# Cat aaa



## DeanV (Apr 18, 2007)

Added the aaa to a cart instead of leaving it as a wall mount unit. A couple more changes and it will be ready for testing. Attached some 1/8" metal to the cart frame to mount the pump to.


----------



## NCPaint1 (Aug 6, 2009)

Everything looks good except the 5gal bucket sitting there


----------



## DeanV (Apr 18, 2007)

Don't worry, it was just the closest 5 gallon to where I was setting up the pump to use for size. I do not plan on shooting Loxon XP with it


----------



## straight_lines (Oct 17, 2007)

Dean I was so close to buying that pump last week. Wasted two hours this morning on a graco unit sw had in the back store manager tried to sell me Friday at a deal which had been demoed. <-- more like not cleaned at all and dropped out of a truck going down the highway.


----------



## vermontpainter (Dec 24, 2007)

Nice looking rig Dean. Is it street legal?


----------



## DeanV (Apr 18, 2007)

I am switching out the parts that are needed to make it the same as the WB H2O model. Just need to get a larger diameter pick-up tube and the newer opti tip that was designed for the WB finishes. 

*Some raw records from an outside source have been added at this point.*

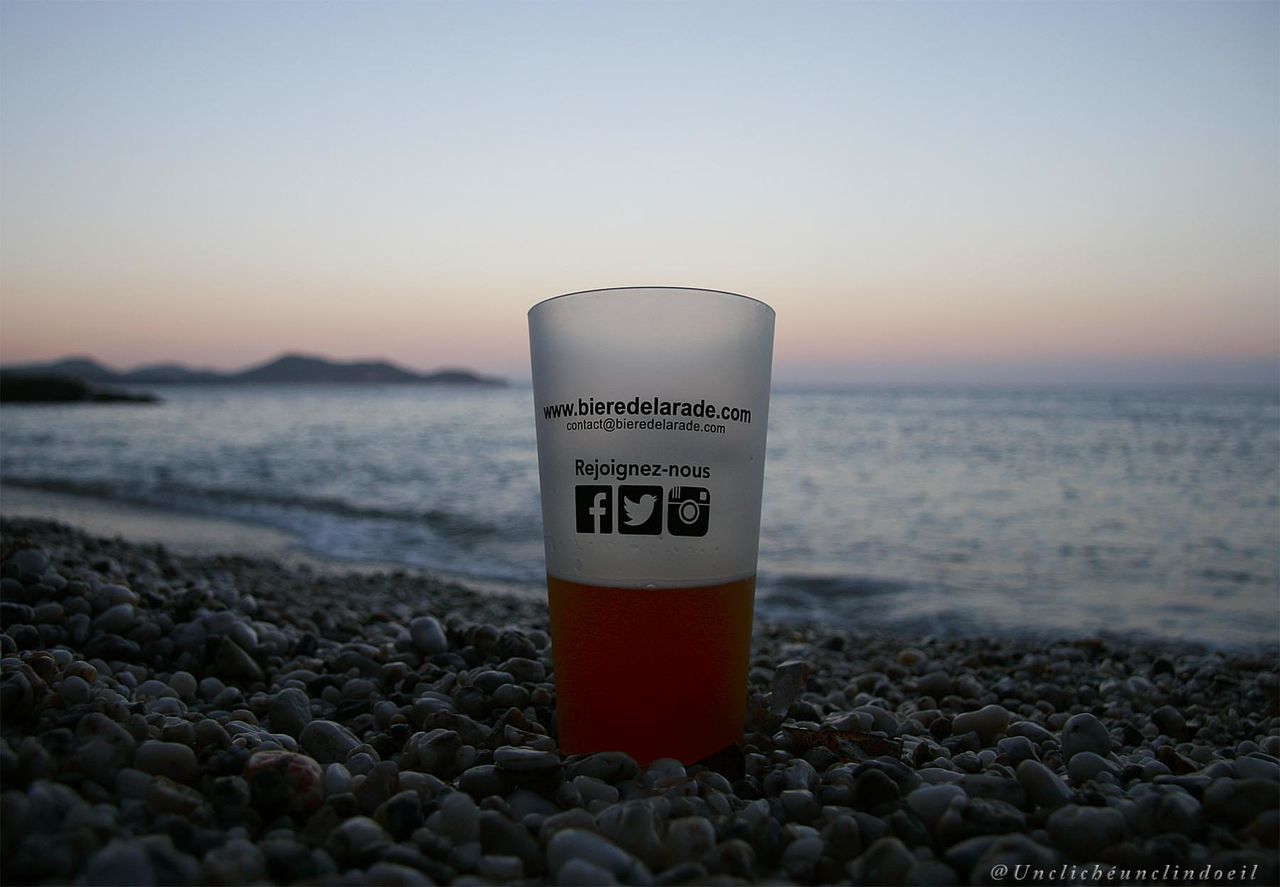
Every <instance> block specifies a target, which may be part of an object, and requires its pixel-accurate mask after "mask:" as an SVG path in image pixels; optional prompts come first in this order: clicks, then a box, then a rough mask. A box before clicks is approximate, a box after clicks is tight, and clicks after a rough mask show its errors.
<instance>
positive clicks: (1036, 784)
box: [1018, 760, 1071, 809]
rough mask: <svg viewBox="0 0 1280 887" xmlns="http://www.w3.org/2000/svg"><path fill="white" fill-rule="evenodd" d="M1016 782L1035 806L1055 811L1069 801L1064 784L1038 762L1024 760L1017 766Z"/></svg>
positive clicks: (1068, 792)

The only thing I noticed, is if I move it in a pick-up, I will have packing fluid all over, since the cart will not fit vertically in a pick-up truck. 

I also had to order a new air pressure gauge some unnamed idiot was tightening the air fittings so both sides were square and snapped off a regulator in the process. I hate it when I do stuff like that. Of course it is a 1/8" fitting on the air gauge and that is not available at any local store, so I had to order one up. Once that gets here I am ready to give it a try. 

The cart will be nice for moving a 5'er around as needed when I need more reach. The factory cart would not do that since it does not have a platform on the bottom. 

I really want to get some product through this thing soon. I do not have any suitable projects on the horizon though.


----------



## NCPaint1 (Aug 6, 2009)

Dean, looks like you have some scaffold in the background, black with orange flames would be sweet. You could spray that.


----------



## Workaholic (Apr 17, 2007)

Looking good Dean. :thumbsup:

Looks like you need a rack system. :whistling2:


----------



## DeanV (Apr 18, 2007)

Unfortunately, flames are above my pay scale. 

I do see an erectarack in my future.


----------



## mr.fixit (Aug 16, 2009)

pretty clever


----------



## Ramsey (Jan 15, 2011)

Hey dean cool setup. Boy if I though of that I might have used it more often. Lol. I toted all my product back and forth to the shop to shoot it. Pain in the butt. That's y I only used it a few times. Moving 4x8 sheets if plywood panels with fresh cv and stain on em wasn't fun. Great idea bud. Shoulda called me I have an extra brand new regulator.


----------